Restcomm-Connect
Restcomm-Connect copied to clipboard
Double-byte encoded incoming SMS message gets corrupted
Summary
Certain higher-order characters from a user's handset to a Restcomm-connected bot get corrupted at the Restcomm level. Not all higher-order characters exhibit this problem.
Related Tickets
There are many tickets related to double-byte messages.
- #2607 opened on Oct 31, 2017 by tomngo : Encoding issue related to UTF-16 conversion
- #2368 opened on Jul 18, 2017 by scottbarstow updated on Aug 2, 2017 : RVD Send SMS does not support Unicode characters
- #1903 opened on Mar 3, 2017 by scottbarstow updated on Jul 19, 2017 : Issue with encoding of Unicode characters
Scope of Impact
Every Restcomm-connected bot that can accept arbitrary natural-language input will be affected. Obviously non-US users will be more affected than US users.
There is no reliable workaround. As discussed in #2607, it's possible for the recipient to distinguish reliably between different encodings only if a BOM (U+FFEF) is present.

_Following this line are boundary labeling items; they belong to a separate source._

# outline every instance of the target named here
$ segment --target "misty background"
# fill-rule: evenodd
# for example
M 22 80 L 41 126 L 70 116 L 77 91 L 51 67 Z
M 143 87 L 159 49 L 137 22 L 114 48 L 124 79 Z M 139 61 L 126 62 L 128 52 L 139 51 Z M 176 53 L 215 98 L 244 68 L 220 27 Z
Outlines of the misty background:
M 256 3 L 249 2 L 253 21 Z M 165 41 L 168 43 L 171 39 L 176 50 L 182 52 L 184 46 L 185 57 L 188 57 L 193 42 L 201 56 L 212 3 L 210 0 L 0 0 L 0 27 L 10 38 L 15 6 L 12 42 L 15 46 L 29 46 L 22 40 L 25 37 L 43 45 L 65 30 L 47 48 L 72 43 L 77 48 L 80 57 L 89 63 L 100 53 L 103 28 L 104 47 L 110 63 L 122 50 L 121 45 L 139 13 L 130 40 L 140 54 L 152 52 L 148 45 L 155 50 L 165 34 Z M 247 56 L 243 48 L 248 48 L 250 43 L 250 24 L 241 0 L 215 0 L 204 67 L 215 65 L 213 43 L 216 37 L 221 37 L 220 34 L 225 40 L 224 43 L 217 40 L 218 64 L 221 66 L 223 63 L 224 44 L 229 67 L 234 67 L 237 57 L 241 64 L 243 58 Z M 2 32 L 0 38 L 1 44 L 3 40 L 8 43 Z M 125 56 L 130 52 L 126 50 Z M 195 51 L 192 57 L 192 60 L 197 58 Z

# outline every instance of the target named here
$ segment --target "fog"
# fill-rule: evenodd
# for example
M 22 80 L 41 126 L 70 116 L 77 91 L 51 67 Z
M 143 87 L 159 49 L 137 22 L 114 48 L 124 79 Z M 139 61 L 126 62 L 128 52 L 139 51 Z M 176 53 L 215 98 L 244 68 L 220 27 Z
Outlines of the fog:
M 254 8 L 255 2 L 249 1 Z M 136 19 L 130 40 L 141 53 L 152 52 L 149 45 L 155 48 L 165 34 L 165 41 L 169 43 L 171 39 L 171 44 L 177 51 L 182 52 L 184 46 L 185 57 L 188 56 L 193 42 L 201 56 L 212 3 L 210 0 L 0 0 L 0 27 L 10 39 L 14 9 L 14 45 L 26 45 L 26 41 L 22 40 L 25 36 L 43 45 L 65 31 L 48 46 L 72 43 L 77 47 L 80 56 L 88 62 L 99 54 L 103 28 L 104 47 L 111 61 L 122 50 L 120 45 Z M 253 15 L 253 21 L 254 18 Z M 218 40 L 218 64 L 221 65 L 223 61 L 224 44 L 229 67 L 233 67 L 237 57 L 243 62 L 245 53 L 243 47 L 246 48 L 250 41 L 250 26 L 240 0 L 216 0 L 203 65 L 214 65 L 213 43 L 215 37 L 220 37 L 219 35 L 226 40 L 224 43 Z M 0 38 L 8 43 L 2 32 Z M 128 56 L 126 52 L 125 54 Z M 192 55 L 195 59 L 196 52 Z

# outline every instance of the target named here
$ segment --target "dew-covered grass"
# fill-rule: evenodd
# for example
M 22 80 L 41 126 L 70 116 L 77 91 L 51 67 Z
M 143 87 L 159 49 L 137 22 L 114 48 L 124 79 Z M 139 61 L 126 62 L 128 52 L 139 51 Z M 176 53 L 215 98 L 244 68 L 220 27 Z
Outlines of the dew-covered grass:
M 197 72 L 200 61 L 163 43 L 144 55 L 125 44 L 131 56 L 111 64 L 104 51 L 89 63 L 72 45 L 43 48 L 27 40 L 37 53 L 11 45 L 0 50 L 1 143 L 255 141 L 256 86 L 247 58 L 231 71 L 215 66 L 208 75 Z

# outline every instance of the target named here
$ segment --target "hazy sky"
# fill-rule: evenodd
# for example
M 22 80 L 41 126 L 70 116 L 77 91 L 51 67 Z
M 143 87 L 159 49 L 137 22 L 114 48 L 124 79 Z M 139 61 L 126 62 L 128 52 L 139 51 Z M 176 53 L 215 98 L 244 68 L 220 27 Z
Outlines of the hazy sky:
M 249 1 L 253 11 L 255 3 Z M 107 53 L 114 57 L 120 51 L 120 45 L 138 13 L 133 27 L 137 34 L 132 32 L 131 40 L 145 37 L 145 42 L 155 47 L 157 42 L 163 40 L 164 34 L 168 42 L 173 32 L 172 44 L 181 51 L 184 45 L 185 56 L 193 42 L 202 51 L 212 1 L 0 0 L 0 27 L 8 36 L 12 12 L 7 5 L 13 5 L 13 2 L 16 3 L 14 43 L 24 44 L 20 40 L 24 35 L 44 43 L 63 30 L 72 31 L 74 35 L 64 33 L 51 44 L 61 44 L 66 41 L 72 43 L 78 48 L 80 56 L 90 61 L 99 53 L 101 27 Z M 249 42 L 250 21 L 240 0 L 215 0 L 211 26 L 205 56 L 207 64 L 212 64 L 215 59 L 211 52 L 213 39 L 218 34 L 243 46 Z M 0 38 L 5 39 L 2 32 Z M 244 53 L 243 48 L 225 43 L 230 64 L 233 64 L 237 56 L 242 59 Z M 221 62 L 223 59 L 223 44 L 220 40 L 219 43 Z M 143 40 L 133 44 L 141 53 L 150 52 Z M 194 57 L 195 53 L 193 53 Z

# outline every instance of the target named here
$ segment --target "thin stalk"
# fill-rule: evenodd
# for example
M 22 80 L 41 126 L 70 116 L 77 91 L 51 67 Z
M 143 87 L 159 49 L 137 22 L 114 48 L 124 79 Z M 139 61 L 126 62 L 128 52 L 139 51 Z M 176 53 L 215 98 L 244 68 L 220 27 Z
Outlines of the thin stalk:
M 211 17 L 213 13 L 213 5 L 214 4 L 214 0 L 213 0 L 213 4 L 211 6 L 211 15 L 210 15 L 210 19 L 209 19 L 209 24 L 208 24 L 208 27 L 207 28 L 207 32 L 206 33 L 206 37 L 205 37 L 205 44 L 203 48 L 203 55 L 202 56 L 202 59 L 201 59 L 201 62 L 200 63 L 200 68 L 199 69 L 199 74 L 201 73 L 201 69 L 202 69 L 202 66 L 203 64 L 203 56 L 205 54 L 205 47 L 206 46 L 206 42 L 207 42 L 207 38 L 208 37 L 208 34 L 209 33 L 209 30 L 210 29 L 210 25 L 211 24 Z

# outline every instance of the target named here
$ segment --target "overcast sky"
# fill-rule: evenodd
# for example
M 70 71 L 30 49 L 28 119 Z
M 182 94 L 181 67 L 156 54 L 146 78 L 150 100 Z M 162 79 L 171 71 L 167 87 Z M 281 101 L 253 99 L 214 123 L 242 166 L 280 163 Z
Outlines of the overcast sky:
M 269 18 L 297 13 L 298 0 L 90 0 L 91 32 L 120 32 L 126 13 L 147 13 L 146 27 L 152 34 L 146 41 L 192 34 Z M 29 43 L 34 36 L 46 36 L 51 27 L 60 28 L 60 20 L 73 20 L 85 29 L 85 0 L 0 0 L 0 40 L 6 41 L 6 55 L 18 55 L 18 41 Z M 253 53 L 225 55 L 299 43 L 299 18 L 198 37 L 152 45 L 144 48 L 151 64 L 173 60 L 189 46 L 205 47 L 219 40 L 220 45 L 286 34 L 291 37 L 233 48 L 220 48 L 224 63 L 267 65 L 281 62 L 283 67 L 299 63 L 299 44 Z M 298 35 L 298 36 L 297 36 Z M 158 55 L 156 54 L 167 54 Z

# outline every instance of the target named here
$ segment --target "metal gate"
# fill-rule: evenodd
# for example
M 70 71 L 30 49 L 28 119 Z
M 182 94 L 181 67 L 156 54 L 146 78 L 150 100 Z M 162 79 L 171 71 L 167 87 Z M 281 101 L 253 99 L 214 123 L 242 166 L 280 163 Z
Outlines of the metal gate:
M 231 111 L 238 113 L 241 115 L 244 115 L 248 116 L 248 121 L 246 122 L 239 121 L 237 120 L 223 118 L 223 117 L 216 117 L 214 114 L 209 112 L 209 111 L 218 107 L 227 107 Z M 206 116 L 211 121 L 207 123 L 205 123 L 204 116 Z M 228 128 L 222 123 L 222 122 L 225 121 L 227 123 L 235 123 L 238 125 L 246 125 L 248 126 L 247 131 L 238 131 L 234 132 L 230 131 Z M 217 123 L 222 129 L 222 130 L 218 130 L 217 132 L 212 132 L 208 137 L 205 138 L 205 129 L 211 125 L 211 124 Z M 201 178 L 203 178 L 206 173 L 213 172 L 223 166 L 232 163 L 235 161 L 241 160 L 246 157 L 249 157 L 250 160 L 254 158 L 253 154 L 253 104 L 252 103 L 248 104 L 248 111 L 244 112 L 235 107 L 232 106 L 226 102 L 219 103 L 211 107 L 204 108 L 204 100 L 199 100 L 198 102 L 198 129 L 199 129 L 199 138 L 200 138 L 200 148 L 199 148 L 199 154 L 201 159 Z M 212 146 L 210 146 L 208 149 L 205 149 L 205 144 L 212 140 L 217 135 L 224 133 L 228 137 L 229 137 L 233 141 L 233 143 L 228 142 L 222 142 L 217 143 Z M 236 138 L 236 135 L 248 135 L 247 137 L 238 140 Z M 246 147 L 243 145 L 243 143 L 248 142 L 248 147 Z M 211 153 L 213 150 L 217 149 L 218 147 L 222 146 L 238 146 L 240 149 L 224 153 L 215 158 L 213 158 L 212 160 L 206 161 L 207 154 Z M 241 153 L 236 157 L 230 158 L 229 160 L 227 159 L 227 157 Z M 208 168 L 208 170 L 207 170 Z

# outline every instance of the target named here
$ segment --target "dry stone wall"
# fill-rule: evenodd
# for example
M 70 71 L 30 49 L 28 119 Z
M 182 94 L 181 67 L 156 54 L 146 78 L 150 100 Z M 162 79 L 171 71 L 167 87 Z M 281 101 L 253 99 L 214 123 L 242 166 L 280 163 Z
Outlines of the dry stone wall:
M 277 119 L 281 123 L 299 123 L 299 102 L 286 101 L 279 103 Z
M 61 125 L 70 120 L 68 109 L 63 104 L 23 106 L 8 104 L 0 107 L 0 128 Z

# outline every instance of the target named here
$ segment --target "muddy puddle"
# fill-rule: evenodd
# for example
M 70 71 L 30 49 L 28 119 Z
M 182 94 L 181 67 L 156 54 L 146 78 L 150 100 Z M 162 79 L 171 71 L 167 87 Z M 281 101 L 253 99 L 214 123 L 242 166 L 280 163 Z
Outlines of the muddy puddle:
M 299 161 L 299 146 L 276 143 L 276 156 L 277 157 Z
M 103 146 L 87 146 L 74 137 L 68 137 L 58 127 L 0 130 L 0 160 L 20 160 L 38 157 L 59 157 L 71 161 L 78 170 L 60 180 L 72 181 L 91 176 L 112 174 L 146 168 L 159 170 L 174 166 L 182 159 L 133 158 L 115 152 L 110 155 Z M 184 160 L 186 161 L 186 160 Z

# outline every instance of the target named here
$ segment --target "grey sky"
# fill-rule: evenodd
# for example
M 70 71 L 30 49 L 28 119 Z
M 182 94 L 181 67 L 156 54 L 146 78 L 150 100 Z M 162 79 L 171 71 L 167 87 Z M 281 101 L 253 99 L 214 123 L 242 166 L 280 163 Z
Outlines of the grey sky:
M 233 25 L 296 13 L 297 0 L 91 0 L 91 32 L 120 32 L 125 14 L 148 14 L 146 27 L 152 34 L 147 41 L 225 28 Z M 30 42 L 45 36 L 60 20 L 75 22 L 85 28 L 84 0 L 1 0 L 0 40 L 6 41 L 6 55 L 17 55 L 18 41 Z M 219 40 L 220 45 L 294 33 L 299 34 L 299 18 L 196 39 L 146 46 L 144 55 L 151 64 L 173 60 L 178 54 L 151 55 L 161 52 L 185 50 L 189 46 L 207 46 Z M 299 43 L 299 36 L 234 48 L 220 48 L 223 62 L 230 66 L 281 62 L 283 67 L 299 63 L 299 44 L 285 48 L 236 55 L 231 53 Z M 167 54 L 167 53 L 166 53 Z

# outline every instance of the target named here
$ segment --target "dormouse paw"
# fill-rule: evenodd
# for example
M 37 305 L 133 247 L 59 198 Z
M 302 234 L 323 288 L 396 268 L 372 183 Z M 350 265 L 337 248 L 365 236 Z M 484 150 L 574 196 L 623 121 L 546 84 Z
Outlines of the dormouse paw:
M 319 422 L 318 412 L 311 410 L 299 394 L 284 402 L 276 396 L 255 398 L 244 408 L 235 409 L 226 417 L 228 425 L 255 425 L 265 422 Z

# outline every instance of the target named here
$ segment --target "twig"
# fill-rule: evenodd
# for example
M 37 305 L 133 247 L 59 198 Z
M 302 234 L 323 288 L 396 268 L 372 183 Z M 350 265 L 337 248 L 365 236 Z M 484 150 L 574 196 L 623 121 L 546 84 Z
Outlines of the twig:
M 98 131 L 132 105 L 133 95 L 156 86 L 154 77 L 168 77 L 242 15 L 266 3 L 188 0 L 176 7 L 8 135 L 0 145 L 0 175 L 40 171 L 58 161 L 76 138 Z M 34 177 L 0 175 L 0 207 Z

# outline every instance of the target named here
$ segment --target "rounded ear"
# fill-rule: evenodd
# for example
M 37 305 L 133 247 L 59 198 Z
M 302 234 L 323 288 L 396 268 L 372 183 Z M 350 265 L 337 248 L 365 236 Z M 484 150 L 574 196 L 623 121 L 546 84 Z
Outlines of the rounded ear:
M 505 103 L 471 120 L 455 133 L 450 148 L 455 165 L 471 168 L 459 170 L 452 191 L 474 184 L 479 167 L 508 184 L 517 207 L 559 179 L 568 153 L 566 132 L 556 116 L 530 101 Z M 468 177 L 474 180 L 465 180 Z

Otherwise, only heuristics are possible and in many cases the information is simply not recoverable even if the sequence of decoding errors is known.
Isolated to Restcomm
I've changed every variable outside of Restcomm, and the behavior is identical:
- The same thing happens when the message is sent from my handset (on T-Mobile) through a Restcomm instance, whether that Restcomm instance is tied to Teli ([email protected]), or to Hook ([email protected]).
- The same thing happens when the message is sent from my Google Voice line through a Restcomm instance, whether that Restcomm instance is tied to Teli ([email protected]), or to Hook ([email protected]).
- A message carrying an identical string arrives intact if sent from my handset to my Google Voice line without going through Restcomm, or vice versa.
- The corruption is visible in the Restcomm logs, i.e., before reaching our platform.
Affected Characters
Here are some characters that are affected:
-
é
(U+00E9): Latin Small Letter E with Acute -
ñ
(U+00F1): Latin Small Letter N with Tilde -
[
(U+005B): Left Square Bracket -
]
(U+005D): Left Square Bracket -
@
(U+0040): Commercial At -
😀
(U+1F600): Grinning Face
Here are some characters that are not affected:
-
e
(U+0065): Latin Small Letter E -
n
(U+006E): Latin Small Letter N -
‘
(U+2018): Left Single Quotation Mark -
’
(U+2019): Right Single Quotation Mark -
“
(U+201C): Left Double Quotation Mark -
”
(U+201D): Right Double Quotation Mark
Strangely, some characters that are not affected are higher order than some that are affected.
Examples
My name is José Peña.
- Restcomm via Hook: SmsSid
SMa117bca5a48843ada30f545c8964134a
(from T-Mobile) andSM8ab768363a8d44178fc8ff7a642d24be
(from Google Voice) - Restcomm via Teli: SmsSid
SMd933d6eff7a946c4adef1932db99debf
(from T-Mobile) andSM02389664fedb4aa3afff6a79d28aa7d1
(from Google Voice)